CDC experts say the increased spread underscores the need for robust infection control plans to reduce transmission of a fungus that can cause outbreaks because it lingers on surfaces and spreads through contact with patients and contaminated objects.
“If [the fungi] get into a hospital, they are very difficult to control and get out,” William Schaffner, a professor of medicine in the infectious diseases division of Vanderbilt University Medical Center. “They can persist, smoldering, causing infections for a considerable period of time despite the best efforts of the infection control team and everyone else in the hospital.”
Thorough cleaning of hospitals is challenging because of how long the fungus lingers on surfaces, said Meghan Lyman, a CDC medical officer and lead author of the paper detailing the fungus’s spread. Some disinfectants commonly used in health care settings don’t work against this fungus, she said.
The coronavirus pandemic exacerbated those challenges as health care workers scrambled with limited resources to contain the respiratory spread of that virus and to keep up with a flood of patients.
Authorities first detected Candida in the United States in 2016. The fungus is considered a serious global public health threat because it is resistant to different classes of antifungal drugs.
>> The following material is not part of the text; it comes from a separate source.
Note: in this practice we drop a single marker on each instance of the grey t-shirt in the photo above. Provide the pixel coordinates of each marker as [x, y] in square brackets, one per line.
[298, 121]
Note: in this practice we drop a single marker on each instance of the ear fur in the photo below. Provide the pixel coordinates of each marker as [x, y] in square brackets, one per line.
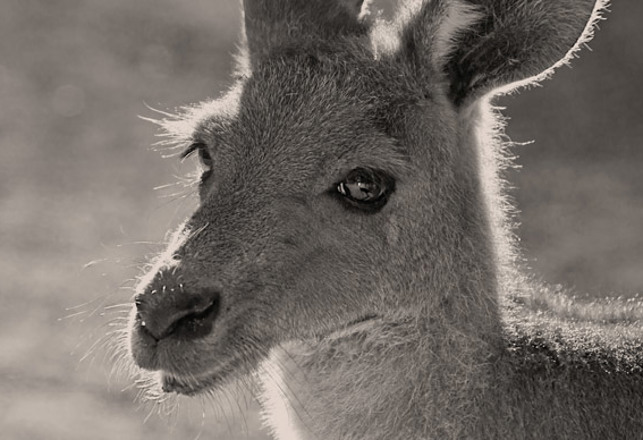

Resistance to echinocandin drugs, often the first treatment deployed, remains rare in the United States, but researchers are concerned that a small but growing number of cases are resisting that class of drugs.
“There are a few antifungals in the pipeline, so that gives us some hope,” said Lyman.
The fungus has now been detected in more than half the states, with 17 states identifying their first case between 2019 and 2021. Most spread has occurred in long-term acute care hospitals and skilled-nursing facilities, where patients are more likely to be on ventilators, the CDC says. Case counts are likely an underestimate because screening requires specialized equipment and is conducted unevenly across the United States.
Candida can cause fatal infections in the bloodstream, heart and brain. The CDC does not track how many people died, and it can be difficult to discern cause of death when the patients at highest risk are often already fighting for their lives.
The emergence of the fungus, detected more than a decade ago in India, South Africa and South America, has perplexed researchers.
Fungi often cannot withstand the temperature of the human body, but one leading theory posits that Candida is now capable of doing so because it has evolved to survive in a warming world.
“This is how climate change or global warming can bring diseases because those in the environment have to adapt to survive and then have the capacity to survive in humans,” said Arturo Casadevall, a microbiologist at Johns Hopkins Bloomberg School of Public Health who has studied the fungus.
That has eerie parallels to the HBO drama “The Last of Us,” where the real-life cordyceps fungus that creates “zombie ants” adapts to a warming climate and infects humans, unleashing a zombie apocalypse.
Experts credit the show for generating interest in fungal infections that were often overshadowed by viruses and bacteria as the pathogens gripping public attention. Despite its deadly potential, the CDC says the spread of Candida can be stopped if hospitals emphasize surveillance, hand hygiene and deep cleaning with the proper disinfectants.
Lyman offered further reassurance: “We are glad to report it does not cause people to turn into zombies.”